Citation: Baiocchi L, Francis H, Alpini G. Therapeutic Use of Viruses: Newcastle Disease Virus HK84 Oncolytic Treatment for Hepatocellular Carcinoma. J Clin Transl Hepatol. 2022;10(5):783-785. doi: 10.14218/JCTH.2022.00229.

Hepatocellular carcinoma (HCC) is the most frequent primary liver tumor worldwide and, despite regional therapeutic and diagnostic differences, it stands among the three most lethal cancers found in humans. Resection or ablative treatments, together with liver transplant, are the most successful clinical approaches, frequently ensuring complete HCC healing and the best survival rates. However, curative techniques are applicable only in patients at early stages of the disease (limits: one nodule ≤5 cm in diameter or not more than three nodules all less than 3 cm in diameter).1 A significant percentage of HCC patients (≥50%) have a more advanced stage at diagnosis and must rely on less effective treatment or palliative care, thus signifying the need for alternative systemic therapies. Sorafenib, a tyrosine kinase inhibitor (TKI) was the first effective HCC drug treatment discovered after negative results were obtained with canonical cytotoxic chemotherapy. In 2018 lenvatinib, another TKI, was approved in the USA as a first line treatment for HCC. Recently immunotherapy combining the checkpoint inhibitor, atezolizumab with the VEGF-antibody bevacizumab, has improved survival rates compared with previous TKI-based monotherapies.2 Despite treatment improvements, 1-year survival is attained by only two-thirds of patients, thus prompting investigation of more effective therapies for advanced stage HCC.

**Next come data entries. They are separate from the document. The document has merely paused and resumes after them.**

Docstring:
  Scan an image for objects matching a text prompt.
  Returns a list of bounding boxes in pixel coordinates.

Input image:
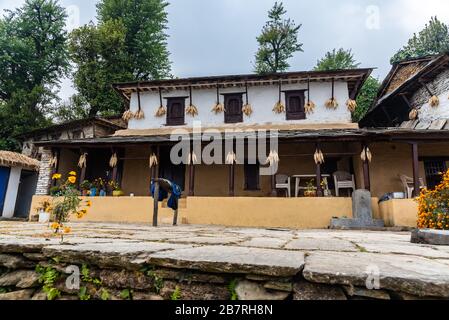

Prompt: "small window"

[72,130,83,139]
[167,98,186,126]
[424,159,447,189]
[224,93,243,123]
[285,90,306,120]
[244,164,260,191]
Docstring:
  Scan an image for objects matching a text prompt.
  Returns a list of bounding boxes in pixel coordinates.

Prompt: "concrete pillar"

[2,167,22,218]
[36,149,52,196]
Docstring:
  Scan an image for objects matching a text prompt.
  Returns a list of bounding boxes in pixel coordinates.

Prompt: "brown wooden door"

[224,93,243,123]
[167,98,186,126]
[285,91,306,120]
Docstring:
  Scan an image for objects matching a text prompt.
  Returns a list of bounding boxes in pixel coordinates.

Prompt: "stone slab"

[331,218,385,229]
[235,280,290,301]
[303,252,449,297]
[411,229,449,246]
[147,246,304,277]
[285,237,358,252]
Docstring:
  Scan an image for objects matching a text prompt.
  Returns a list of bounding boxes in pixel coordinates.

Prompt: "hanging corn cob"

[187,151,198,165]
[429,96,440,108]
[273,80,285,114]
[186,87,198,117]
[242,82,253,117]
[408,108,418,120]
[212,83,225,114]
[148,153,159,168]
[78,153,87,168]
[313,149,324,164]
[346,99,357,113]
[304,78,315,114]
[325,79,338,110]
[109,152,118,168]
[360,147,373,162]
[155,88,167,118]
[265,150,279,167]
[122,109,134,122]
[226,151,237,164]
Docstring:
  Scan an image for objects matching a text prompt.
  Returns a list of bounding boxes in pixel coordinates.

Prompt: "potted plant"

[80,180,92,196]
[304,179,316,197]
[108,181,123,197]
[48,171,91,243]
[37,199,52,223]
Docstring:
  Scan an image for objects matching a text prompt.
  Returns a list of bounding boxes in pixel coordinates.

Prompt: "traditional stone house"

[23,60,448,228]
[18,116,126,195]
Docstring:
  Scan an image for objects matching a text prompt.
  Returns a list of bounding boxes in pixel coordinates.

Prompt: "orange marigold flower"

[50,222,60,230]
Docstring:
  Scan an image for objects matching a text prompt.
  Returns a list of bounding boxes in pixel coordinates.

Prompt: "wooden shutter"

[244,164,260,191]
[167,98,186,126]
[285,90,306,120]
[224,93,243,123]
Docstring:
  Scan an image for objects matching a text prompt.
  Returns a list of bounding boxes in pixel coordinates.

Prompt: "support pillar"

[412,142,421,197]
[362,144,371,191]
[316,143,323,197]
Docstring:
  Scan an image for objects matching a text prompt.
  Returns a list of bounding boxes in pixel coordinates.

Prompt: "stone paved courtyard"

[0,222,449,298]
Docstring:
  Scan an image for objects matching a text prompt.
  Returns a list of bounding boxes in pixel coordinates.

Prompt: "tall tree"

[70,0,170,116]
[314,48,380,122]
[0,0,69,150]
[255,2,303,74]
[97,0,171,80]
[391,17,449,64]
[314,48,360,71]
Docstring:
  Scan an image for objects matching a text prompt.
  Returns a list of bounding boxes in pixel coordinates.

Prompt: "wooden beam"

[412,142,420,197]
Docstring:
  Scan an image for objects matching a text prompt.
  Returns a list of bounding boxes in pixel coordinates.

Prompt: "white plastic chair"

[333,171,355,197]
[399,174,425,199]
[276,174,291,198]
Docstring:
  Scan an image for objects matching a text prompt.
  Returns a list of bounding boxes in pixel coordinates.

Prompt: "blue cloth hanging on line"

[150,179,182,210]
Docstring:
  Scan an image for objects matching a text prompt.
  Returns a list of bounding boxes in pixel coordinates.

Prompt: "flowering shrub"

[417,170,449,230]
[48,171,91,242]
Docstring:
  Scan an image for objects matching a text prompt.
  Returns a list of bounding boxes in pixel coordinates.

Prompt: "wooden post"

[153,179,159,227]
[229,163,235,197]
[316,163,323,197]
[173,209,178,226]
[189,143,195,197]
[316,143,323,197]
[48,149,61,191]
[271,172,277,197]
[112,148,118,182]
[412,142,420,197]
[363,144,371,191]
[189,164,195,197]
[78,149,88,189]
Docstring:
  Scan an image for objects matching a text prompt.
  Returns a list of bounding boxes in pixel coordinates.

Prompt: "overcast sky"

[0,0,449,99]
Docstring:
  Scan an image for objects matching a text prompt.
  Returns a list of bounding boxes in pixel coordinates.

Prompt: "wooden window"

[167,98,186,126]
[244,164,260,191]
[285,90,306,120]
[224,93,243,123]
[424,158,447,189]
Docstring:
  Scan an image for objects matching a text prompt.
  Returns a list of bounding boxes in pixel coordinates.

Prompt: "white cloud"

[384,0,449,35]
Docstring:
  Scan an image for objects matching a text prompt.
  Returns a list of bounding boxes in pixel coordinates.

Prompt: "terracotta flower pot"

[304,190,316,197]
[112,190,124,197]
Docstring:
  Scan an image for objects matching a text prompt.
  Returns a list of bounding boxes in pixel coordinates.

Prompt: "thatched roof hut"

[0,150,39,171]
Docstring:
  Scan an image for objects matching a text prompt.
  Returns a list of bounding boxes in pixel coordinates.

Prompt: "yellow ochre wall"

[30,196,390,229]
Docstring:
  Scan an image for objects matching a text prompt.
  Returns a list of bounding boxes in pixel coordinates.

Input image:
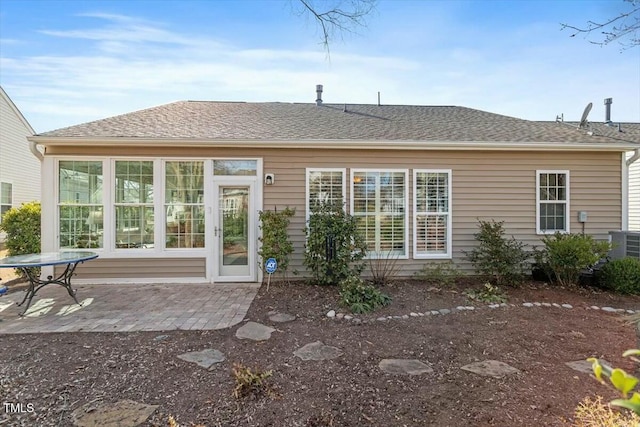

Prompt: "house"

[0,86,40,243]
[620,123,640,231]
[29,86,640,283]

Interest in oncolytic virus (OV) therapy (i.e., an anticancer treatment based on the use of virus) has increased in the past century. The possibility of genetic manipulation of wild-type viruses, transforming them into more specific therapeutic tools is a further boost in OV research,3 General mechanisms supporting OV use in cancer are (1) direct cytotoxicity and (2) a subsequent increased release of tumor antigens enhancing host immune response. In the interaction between neoplastic cells and OVs, the role of interferons (IFNs) is particularly intriguing.4 In fact, if various cancers repress the IFN cellular pathway to elude immune-mediated elimination that results in susceptibility to viral infection, then genetically modified OVs may reactivate intracellular IFN cascades thereby restoring immune responses against the same cancer tissues.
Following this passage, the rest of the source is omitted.